Large Scale study of Curiosity Driven Learning

Explores four methods for generating intrinsic rewards

Goal
(a) Intro
(b) Feature spaces for Learning Dynamics-based curiosity
(c) Experiments
d) Related Work ** Seems pretty explorable **

https://arxiv.org/pdf/1808.04355.pdf

Goal

Study curiosity driven learning without extrinsic rewards
Show sufficiency of random features, and better generalization of learned features
Demo limitation of prediction based rewards in stochastic setups

(a) Intro

Instrinsic rewards - Rewards generated by the agent itself e.g Curiosity (Prediction error as reward signal) and visitation counts (discourage revisting same states).

Dynamics Based Curiosity

In this paper, the instrinsic reward is represented as the error in predicting the consequence of the agent’s action given its current state, i.e., the prediction error of learned forward-dynamics of the agent.
Issue - Predicting future states in high-D raw observation space challenging.
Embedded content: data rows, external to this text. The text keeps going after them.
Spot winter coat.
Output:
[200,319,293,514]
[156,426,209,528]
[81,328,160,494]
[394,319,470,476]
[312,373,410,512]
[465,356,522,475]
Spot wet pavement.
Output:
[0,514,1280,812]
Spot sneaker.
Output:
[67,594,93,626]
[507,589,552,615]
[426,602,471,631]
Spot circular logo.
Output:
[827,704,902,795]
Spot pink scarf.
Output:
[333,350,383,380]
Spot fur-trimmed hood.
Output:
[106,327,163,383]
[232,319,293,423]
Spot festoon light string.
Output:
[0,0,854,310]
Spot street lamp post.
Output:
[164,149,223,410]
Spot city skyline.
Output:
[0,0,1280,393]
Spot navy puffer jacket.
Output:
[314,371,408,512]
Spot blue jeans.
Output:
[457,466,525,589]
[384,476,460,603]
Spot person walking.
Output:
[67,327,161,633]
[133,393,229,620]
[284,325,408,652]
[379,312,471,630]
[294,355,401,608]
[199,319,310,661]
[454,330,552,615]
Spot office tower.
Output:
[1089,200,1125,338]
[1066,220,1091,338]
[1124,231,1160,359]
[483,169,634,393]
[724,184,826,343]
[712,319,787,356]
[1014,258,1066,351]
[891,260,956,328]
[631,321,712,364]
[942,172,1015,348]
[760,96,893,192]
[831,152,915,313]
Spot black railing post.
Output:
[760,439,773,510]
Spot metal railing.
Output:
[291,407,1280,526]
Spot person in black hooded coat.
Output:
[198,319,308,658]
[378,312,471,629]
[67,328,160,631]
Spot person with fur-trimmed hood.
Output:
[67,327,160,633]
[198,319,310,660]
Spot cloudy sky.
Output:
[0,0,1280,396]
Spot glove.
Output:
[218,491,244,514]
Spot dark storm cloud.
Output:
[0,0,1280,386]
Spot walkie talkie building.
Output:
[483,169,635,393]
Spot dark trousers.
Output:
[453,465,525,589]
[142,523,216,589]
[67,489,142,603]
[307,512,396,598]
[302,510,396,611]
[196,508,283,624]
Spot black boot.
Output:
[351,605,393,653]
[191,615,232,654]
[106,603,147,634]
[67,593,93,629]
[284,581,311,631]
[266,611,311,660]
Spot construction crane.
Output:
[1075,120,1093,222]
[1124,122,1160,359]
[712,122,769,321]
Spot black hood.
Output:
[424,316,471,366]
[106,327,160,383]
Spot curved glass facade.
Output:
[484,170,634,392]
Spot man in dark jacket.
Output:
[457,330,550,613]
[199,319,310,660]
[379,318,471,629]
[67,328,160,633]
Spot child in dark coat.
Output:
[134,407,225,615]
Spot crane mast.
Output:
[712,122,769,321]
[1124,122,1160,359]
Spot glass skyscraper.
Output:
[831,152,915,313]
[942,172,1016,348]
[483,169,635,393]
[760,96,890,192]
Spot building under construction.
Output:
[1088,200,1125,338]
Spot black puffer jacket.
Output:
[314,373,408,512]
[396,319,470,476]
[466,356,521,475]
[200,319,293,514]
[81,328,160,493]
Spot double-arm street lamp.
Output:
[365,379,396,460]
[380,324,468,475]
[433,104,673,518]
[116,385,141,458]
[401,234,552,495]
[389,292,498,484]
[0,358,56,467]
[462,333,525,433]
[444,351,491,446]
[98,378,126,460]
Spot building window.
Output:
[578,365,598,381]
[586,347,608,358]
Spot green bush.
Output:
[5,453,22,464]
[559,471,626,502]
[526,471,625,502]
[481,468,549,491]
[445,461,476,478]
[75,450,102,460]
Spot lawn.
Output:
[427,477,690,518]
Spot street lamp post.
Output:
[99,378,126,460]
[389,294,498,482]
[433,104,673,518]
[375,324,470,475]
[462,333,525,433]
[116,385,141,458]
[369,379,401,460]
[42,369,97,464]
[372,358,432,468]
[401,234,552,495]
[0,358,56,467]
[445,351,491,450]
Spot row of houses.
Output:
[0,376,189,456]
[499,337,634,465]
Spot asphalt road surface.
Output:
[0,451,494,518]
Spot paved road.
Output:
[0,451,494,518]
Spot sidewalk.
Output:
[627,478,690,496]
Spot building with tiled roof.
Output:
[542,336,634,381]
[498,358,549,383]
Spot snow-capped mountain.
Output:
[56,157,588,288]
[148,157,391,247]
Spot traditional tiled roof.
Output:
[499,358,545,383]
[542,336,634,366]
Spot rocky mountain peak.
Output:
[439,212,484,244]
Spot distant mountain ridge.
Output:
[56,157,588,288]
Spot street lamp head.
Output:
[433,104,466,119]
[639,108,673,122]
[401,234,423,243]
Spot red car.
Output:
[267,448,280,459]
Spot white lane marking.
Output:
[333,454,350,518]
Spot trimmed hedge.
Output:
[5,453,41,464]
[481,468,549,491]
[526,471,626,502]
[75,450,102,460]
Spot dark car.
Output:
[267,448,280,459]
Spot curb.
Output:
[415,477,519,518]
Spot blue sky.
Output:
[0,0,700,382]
To solve, examines ways of encoding the observation such that the embedding space is compact/lower-dimensional, has sufficient info and is a stationary function of the observations. See (b)
Limitation - If the agent itself is the source of stochasticity in the environment(stochastic dynamics), it can reward itself without making any actual progress

Conclusion & Future Work

Curiosity-like objective aligns with extrinsic provided reward in many designed games.
Random features do good, but learned features appear to generalize better -> Maybe learning features gains importance once the env is complex enough.
Transfer from unlabbeled (no extrinsic reward function) to labelled envs

(b) Feature spaces for Learning Dynamics-based curiosity

Good feature-space qualities:

Stable: the forward dynamics model is evolving over time as it is trained and the features are changing as they learn are sources of non-stationality in rewards.
Compact: Lower-Dimensional (Lower-D). Filter irrelevant image parts
Sufficient: Else, agent may not be rewarded for exploring a relevant env part.

1. Pixels

$φ(x) = x$ Good: Sufficient (No info discarded), Stable(No learning component) Issue: Observation space high-D and complex

2. Random Features

Take CNN and fix it after random intialization. Good: Stable(since Fixed), Possibly compact Issue: Insufficient

3. Variational AutoEncoders (VAE)

Latent variable $z$. Observed variable $x$. Aim to fit $p(x, z)$
Use variational inference with inference net $q(z x)$ to approximate $p(z x)$

Good: Low-D, Suffiecient Issue: Features change as VAE learns

4. Inverse Dynamics Features

Given a transition $(s_t , s_{t+1} , a_t )$. Predict action $a_t$ given $s_t$ and $s_{t+1}$.
Use neural network $φ$ to first embed s$t$ and $s{t+1}$

Good: Low-D Issue: Unstable (Dynamics change as learning progresses) –> Fix: Pretrain VAE or IDF, Potentionially Insufficint (Not represented env parts agent can’t affect)

Practical Considerations

Main goal of authors is to reduce non-stationarity in order to make learning more stable. Their Considerations: Reward, Advantage, Observation and Feature(Batch-norm) Normalization, Parallel Actors, Use PPO (stable, little tuning)
No end-of-episode DONE signal (To separate the gains of an agent’s exploration from that of the death signal)

(c) Experiments

Goal: Investigate: i) Effect of running curiosity-driven agent without extrinsic rewards ii) Behaviours to expect from such agents? iii) Effect of different learning-features on these behaviours

Atari

Extrinsic rew used for evaluation Curious agent can do worse than random agent when the extrinsic reward has little correlation with the agent’s exploration, or when the agent fails to explore efficiently.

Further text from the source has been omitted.